Puzzling Places, the 3D jigsaw game from Berlin indie studio Realities.io, launches on Steam on April 9th. Previously exclusive to VR where it gathered over 400,000 players, this is the first time the game will be playable in flatscreen on both desktop PC and Steam Deck, with PCVR support included.
The puzzles are miniature dioramas built from 3D scans of real places. A medieval Spanish royal palace, Mont-Saint-Michel perched on its tidal island in Normandy, a quiet Alsace street corner with flowers and cats. Eighteen locations in total, each assembled piece by piece from fragments that click together into something you can rotate and examine from every angle. As puzzles near completion, handcrafted soundscapes fill the space around them, and some dioramas feature small animations and story moments tucked into their details. The visual identity leans into the appeal of the miniature itself: tiny worlds dense with texture that reward close attention. There's no narrative framing or progression system pushing you forward. The draw is the places themselves and the slow satisfaction of watching them take shape under your hands.

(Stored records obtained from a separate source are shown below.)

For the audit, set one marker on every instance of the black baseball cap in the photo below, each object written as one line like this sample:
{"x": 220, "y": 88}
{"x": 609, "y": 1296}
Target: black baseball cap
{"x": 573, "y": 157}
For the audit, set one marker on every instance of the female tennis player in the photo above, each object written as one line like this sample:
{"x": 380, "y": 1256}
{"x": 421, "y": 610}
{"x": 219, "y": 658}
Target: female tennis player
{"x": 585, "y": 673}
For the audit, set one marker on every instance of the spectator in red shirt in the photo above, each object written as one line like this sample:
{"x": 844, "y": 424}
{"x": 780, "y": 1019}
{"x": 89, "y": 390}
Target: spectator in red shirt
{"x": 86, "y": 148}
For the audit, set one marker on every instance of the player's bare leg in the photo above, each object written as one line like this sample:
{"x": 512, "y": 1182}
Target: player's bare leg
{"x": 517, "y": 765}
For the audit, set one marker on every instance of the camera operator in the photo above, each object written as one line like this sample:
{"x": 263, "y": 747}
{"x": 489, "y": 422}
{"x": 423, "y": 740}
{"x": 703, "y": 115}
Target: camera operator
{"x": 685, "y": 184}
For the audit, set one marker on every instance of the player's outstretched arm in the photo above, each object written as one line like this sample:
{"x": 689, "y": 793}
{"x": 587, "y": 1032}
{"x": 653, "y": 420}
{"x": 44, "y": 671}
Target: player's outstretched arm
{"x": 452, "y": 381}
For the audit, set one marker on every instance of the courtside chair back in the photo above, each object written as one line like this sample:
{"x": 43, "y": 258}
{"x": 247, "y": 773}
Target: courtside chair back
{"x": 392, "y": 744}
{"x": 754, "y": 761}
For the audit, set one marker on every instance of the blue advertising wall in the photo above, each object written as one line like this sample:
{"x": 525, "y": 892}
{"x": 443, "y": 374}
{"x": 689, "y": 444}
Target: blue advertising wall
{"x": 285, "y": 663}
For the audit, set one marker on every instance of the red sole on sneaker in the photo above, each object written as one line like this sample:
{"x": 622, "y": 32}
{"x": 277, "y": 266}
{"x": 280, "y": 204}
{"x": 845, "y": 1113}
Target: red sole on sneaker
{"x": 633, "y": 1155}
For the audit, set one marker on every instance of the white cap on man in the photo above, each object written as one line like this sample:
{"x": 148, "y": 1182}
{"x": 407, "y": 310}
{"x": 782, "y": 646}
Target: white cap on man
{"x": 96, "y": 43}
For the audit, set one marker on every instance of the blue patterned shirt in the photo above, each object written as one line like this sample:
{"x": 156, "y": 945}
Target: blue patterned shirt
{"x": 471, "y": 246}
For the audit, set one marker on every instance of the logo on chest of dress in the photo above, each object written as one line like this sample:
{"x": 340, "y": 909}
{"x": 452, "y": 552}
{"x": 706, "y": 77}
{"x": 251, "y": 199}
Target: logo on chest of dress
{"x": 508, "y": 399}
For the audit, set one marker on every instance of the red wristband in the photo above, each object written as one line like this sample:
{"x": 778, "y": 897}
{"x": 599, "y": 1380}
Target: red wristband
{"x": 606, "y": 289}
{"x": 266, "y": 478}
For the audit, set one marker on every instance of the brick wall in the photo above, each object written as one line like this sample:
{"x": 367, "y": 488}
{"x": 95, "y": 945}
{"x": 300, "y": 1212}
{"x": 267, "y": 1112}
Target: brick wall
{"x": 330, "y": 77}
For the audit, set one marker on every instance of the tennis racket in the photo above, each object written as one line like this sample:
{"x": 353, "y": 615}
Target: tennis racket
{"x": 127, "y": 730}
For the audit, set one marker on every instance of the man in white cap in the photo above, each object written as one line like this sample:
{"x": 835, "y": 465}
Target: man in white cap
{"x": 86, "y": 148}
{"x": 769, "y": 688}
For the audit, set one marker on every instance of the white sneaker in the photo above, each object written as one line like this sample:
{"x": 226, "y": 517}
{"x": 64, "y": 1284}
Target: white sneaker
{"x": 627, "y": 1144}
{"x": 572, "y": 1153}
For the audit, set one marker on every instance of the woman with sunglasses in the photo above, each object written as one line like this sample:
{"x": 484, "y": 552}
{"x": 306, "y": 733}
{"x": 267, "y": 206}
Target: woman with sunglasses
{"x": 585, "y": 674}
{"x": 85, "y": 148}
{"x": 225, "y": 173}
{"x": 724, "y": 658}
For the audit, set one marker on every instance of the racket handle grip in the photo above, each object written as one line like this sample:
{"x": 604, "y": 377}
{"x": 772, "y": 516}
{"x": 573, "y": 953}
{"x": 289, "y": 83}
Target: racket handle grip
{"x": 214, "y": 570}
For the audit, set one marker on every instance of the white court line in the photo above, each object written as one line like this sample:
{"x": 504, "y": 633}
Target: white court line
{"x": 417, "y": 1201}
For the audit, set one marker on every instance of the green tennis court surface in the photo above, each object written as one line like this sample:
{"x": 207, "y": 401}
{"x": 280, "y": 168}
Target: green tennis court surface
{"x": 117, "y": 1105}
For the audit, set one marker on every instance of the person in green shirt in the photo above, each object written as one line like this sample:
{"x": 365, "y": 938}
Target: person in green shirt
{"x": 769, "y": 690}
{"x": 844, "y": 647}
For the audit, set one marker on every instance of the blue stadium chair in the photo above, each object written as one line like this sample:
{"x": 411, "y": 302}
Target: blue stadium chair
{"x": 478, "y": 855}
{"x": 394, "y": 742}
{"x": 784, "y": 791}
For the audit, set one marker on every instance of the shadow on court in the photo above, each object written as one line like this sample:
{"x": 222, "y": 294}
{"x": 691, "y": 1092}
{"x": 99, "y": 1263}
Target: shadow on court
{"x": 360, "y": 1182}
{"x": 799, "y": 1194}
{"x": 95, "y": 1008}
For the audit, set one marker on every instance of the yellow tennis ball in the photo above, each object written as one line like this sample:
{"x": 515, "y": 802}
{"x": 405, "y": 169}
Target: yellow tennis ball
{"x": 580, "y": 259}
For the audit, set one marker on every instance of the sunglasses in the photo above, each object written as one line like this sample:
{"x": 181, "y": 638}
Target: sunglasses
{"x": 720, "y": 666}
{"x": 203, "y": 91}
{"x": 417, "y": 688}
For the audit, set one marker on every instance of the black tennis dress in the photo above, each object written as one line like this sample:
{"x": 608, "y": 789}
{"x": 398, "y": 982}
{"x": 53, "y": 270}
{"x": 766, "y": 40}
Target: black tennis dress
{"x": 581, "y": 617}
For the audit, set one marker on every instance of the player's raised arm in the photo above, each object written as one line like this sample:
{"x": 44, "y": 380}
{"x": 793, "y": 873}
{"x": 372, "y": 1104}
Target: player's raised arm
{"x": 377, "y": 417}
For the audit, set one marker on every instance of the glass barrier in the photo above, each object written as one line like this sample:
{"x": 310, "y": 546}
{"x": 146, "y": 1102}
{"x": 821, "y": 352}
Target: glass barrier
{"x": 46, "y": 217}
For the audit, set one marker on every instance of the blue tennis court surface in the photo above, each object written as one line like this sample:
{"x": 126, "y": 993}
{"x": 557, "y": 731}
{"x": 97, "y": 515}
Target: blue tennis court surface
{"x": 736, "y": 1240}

The core of the game is sorting and connecting 3D jigsaw pieces, which sounds simple enough until you consider that these aren't flat puzzles. Pieces have depth and dimension, and fitting them together means thinking spatially in a way traditional jigsaws don't ask for. Classic Mode dumps all pieces at once for free assembly, the familiar jigsaw experience of staring down a pile and finding your own way through it. Journey Mode takes a different approach, starting from a single piece and feeding you small batches to connect sequentially, stripping away the overwhelm for something calmer and more guided.

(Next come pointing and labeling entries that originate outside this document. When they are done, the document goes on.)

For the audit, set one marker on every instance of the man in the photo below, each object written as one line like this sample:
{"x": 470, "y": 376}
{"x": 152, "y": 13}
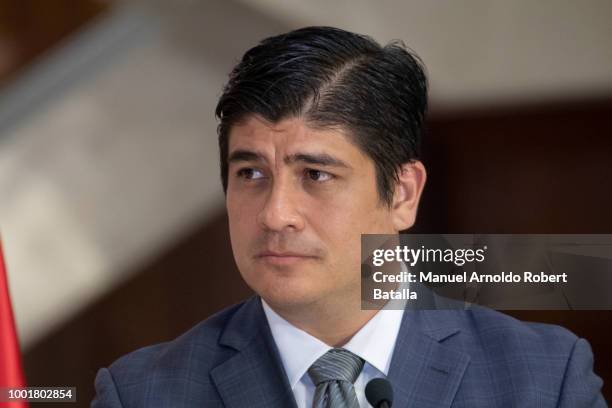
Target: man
{"x": 319, "y": 137}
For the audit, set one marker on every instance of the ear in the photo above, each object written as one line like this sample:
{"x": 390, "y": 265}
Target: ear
{"x": 412, "y": 177}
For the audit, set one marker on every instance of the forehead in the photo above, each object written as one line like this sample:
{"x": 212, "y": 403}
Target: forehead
{"x": 290, "y": 135}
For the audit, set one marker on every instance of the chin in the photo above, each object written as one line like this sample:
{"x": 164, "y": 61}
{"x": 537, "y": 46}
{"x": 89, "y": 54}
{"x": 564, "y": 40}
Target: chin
{"x": 287, "y": 296}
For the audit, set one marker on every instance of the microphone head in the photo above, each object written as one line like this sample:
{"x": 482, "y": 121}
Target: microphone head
{"x": 379, "y": 390}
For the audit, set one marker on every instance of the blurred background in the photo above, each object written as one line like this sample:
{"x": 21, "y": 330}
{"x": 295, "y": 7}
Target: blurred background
{"x": 111, "y": 211}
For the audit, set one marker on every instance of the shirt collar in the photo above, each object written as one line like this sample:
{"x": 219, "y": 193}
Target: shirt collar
{"x": 298, "y": 350}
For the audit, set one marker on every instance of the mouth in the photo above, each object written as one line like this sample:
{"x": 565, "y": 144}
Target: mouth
{"x": 283, "y": 258}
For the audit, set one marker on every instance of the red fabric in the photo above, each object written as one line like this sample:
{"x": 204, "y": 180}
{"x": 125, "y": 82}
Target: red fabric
{"x": 11, "y": 374}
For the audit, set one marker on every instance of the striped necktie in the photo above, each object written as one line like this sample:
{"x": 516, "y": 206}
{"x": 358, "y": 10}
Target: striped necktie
{"x": 334, "y": 374}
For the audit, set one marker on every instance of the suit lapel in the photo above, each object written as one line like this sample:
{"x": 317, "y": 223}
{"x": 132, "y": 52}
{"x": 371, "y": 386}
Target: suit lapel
{"x": 424, "y": 372}
{"x": 254, "y": 376}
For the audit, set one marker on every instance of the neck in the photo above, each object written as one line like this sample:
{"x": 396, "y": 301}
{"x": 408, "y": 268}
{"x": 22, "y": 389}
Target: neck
{"x": 333, "y": 324}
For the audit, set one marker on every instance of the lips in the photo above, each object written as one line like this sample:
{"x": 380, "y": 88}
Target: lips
{"x": 283, "y": 258}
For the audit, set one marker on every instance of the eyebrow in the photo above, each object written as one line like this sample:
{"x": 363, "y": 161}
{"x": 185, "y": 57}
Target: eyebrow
{"x": 321, "y": 159}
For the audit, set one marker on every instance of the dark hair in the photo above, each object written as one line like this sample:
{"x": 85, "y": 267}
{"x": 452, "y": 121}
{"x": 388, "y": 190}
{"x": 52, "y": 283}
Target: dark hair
{"x": 333, "y": 78}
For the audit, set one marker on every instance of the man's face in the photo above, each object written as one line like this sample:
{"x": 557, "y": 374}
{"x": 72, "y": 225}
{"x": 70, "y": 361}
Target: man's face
{"x": 298, "y": 200}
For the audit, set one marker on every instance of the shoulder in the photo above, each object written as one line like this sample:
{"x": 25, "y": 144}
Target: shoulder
{"x": 497, "y": 328}
{"x": 136, "y": 375}
{"x": 544, "y": 362}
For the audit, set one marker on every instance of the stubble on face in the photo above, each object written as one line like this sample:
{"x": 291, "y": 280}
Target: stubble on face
{"x": 296, "y": 216}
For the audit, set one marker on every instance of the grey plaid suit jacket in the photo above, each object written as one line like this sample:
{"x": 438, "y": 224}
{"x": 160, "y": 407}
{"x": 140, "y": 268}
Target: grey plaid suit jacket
{"x": 443, "y": 358}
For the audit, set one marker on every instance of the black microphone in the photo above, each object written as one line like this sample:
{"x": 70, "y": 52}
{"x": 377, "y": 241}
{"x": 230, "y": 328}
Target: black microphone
{"x": 379, "y": 393}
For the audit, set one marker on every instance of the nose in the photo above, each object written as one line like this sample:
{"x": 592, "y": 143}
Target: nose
{"x": 281, "y": 210}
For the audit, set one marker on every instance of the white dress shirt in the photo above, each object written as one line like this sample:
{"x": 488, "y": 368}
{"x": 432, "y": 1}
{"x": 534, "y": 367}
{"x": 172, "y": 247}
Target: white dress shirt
{"x": 298, "y": 350}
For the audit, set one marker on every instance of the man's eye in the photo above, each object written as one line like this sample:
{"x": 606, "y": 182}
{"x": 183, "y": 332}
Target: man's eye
{"x": 250, "y": 174}
{"x": 318, "y": 175}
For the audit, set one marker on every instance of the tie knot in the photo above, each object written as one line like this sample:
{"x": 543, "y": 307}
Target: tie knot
{"x": 337, "y": 364}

The piece counts scale considerably. Every puzzle is available in 25, 50, 100, 200, and 400 pieces, with some reaching 800 or even 1,000. At the low end that's a five-minute puzzle snack, something to slot between tasks or wind down with before bed. At the high end you're looking at multi-hour sessions where a single diorama becomes a weekend project. The combination of two modes and multiple piece count tiers means each of those eighteen locations can be approached in a dozen different ways, and the gap between a 25-piece casual build and a 1,000-piece marathon is enormous in terms of time and concentration.

The pacing is entirely player-driven. No quests, no timers, no scoring. You puzzle at whatever speed feels right, stepping away and returning whenever you like. Realities.io describe it as a refuge from the bustle of everyday life, and the design supports that completely. Nothing in the game competes for your attention or punishes you for taking your time. The mood sits somewhere between meditation and craft: the quiet focus of working with your hands on something that gradually becomes whole.
Puzzling Places has been rebuilt from the ground up for this PC release, optimized for desktop, Steam Deck, and VR headsets. Over 30 puzzles are referenced in the press materials, suggesting additional content beyond the eighteen base locations. For a game built around the pleasure of placing one piece against another and hearing it snap into place, the shift from VR to flatscreen is the real test: whether that spatial satisfaction translates when you're working with a mouse instead of your hands in three-dimensional space.